Have you ever found yourself annoyed by the White House memoirs of former Presidential aids who swore that everything would have been just fine if people would have only listened to them? If so, you’ll enjoy Buckley’s novel The White House Mess, a satirical tell-all written by the fictional, fumbling Herbert Wadlough.
Wadlough is a boring square with a rather effeminate nature about him, who was brought up in English boarding schools and destined to have a love affair with accounting. He’s not a drinking man and you can tell he has reached his limit when he orders tea from his assistant instead of his regular hot water. After getting on President Tucker’s nerves for his constant foibles, he is moved to the East Wing of the White House to help the First Lady, a former actress itching to make a comeback to the silver screen despite disapproval from her husband. After a scandal in the press involving one of her homosexual friends and a misunderstanding, Wadlaugh is brought to further embarrassment, is beaten up by the First Lady, and fired. After thinking about moving with his wife his job is saved just in the nick of time. During all of this, the President is dealing with a marital crisis, trouble with Castro, and disloyal aids who are courting their own agendas. While Wadlaugh is inept, he has good intentions and is loyal through and through.

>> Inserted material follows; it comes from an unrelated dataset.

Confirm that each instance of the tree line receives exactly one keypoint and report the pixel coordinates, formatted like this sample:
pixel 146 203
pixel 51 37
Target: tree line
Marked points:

The reason that this book is so successful in accomplishing its aim is probably that Buckley himself was a White House speech writer and has relevant insight and experience with the goings on of the West Wing and its messy personal politics. Now, he’s "the poor man’s Jonathan Swift."
If Buckley is starting to sound familiar to you, it’s probably because he is more famous for the book Thank You For Smoking, made into the popular film with that tall glass of water Aaron Eckhart. His book Little Green Men is also being adapted into a movie and will come out sometime this year.